I Know Something You Don’t Know

In any culture, through any language, I don’t think a single child has managed to escape the sentiment in a sing-song sort of voice, pronounced with a universal glee by little peers so pleased with the artifice of wisdom that either their cheeks hurt from smiling, or their toes hurt from curling, or both. It’s the kind of neener-neener glee that somehow, despite the strokes of time, experience, and the supposed maturity that comes with these things, seems to stick with people as they age, possibly like visceral fat. Or if you prefer, the particular comforting taste of grandmother’s cookie recipe (though I’m not convinced the two aren’t connected).

“I-know-something-you-don’t know,” so the taunt goes, although it mutates in time to take on any number of cheap and shiny disguises, and these manage to fool a fair amount of people, sometimes on a cyclical track that makes the grind of nine-to-five work look like nothing special.

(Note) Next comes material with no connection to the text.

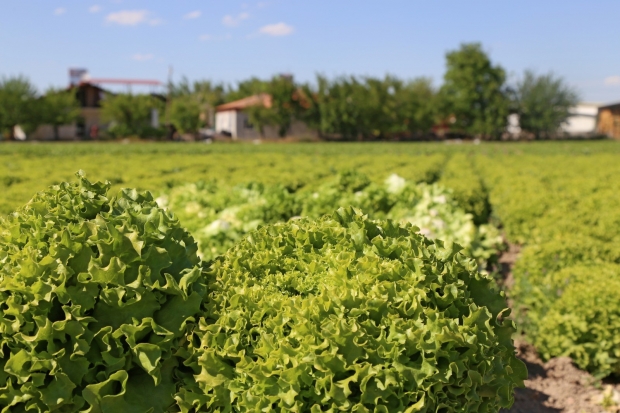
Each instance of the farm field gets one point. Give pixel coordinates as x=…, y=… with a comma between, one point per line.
x=557, y=203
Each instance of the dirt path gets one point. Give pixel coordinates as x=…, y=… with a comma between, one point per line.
x=556, y=386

From its overt beginnings on the school grounds, the notion moves to media, and trickles back into the social floatsam when the bright lights of advertising lose a bulb or two. You’ll recognize it easily should you come across the sales pages, squeeze pages, landing pages, bonus pages, or any of the pages possibly attributable to internet marketing, that modern translation of the late-night infomercial the production of which has unfortunately been made accessible to just about anything with an ISP and a drool bucket.

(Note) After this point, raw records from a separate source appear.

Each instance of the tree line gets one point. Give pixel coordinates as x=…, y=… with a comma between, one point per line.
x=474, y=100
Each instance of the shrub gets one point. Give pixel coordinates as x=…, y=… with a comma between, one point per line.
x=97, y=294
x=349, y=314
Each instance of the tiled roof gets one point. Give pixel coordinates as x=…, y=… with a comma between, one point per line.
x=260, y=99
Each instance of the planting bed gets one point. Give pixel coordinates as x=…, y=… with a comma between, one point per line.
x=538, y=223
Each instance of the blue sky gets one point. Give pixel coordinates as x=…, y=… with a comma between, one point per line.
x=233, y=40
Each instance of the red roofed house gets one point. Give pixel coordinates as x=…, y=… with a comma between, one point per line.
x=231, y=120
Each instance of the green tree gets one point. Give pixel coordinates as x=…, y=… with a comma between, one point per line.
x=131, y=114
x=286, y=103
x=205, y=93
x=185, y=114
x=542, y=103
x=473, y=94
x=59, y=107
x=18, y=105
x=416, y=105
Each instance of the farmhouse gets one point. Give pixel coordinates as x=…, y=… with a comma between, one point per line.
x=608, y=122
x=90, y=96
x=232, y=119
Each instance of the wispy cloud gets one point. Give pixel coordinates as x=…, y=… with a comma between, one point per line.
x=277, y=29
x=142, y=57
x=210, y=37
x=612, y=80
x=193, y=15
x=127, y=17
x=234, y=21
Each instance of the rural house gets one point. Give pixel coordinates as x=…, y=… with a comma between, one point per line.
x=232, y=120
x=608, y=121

Among the great “secrets” of this “secret” “methodology” is to, well, insist that you know the secret. To a problem that people have, whether it’s a lack of cash, a lack of libido, an excess of appetite, an attachment to some substance, or whatever else tends to stubbornly ail the population at large as it steadfastly ignores its ultimate issue of stagnant, bored defeatism. Promise people that you’ve found the answer and are holding it at arm’s reach, just past the point of payment, and they will get their wallets out, so the idea goes. And it works.

Far from being limited to the consumer magic of the internet, however, the fabrication of the mysterious need not be sought much father than a fetid fast food joint or sauce bottle. Now, I can understand why fast food places would want to keep their constituents mysterious. I’m not so sure why sauces get the same treatment, but maybe people assume they have to give you something extra if you’re buying a product without solids in it. I, for one, could go for a free sauce surprise, sorta like the old Cracker Jacks gimmick, with a toy soldier or a little pea-shooter in the Bearnaise. Anyway, the ages-old allure of the “secret ingredient” looms in many an overpriced mouthful, sating people’s desire to be let in, if only a little, on what the other kids know, if not sating their actual hunger.

People concoct more than over-the-counter items and re-hashed words of advice to masquerade as secrets, though. Entire experiences, statuses, and relationships have been used to perpetuate the separation of people in those parts of life where nature didn’t see fit to make the distinction itself. From tight-lipped initiates in the Eleusinian Mysteries to military people fond of citing “clearance,” from the creation of a complicated handshake to the small dictionary of exotic yet paradoxically uninspired nouns of Scientology, we march on, making up secret shit, in flavors only slightly removed from the simple taste of that old childhood taunt.

Yet the self is somehow not included in this popular system of secrets. The idea that someone might know exactly who they are, but is keeping it from you (neener neener!) sounds preposterous. In general, people seem to cling to one of two totems when it comes to the mystery of the self. Either they have no idea about their own identity, and are only too happy to subscribe to lovesong lyrics proposing that a partner knows them better than they know their own self, or else they spend the majority of their free time coming up with contrived ways to “express” themselves to others.

You would think that if there was one great secret truly worth knowing, and truly worth rubbing in the faces of the other kids, it’d be the mystery of your own identity, the essence of who you are. Isn’t that, after all, a thing more powerful than a secret program to quit smoking, seeing as it’s you who carries it out? Isn’t that, after all, more interesting than a spice you’ll savor once or twice and pass through this very self of yours? And isn’t it more valuable than the knowledge of another being, supreme or not, whom you would worship with this self?

I say it is. And that isn’t just some secret I was told.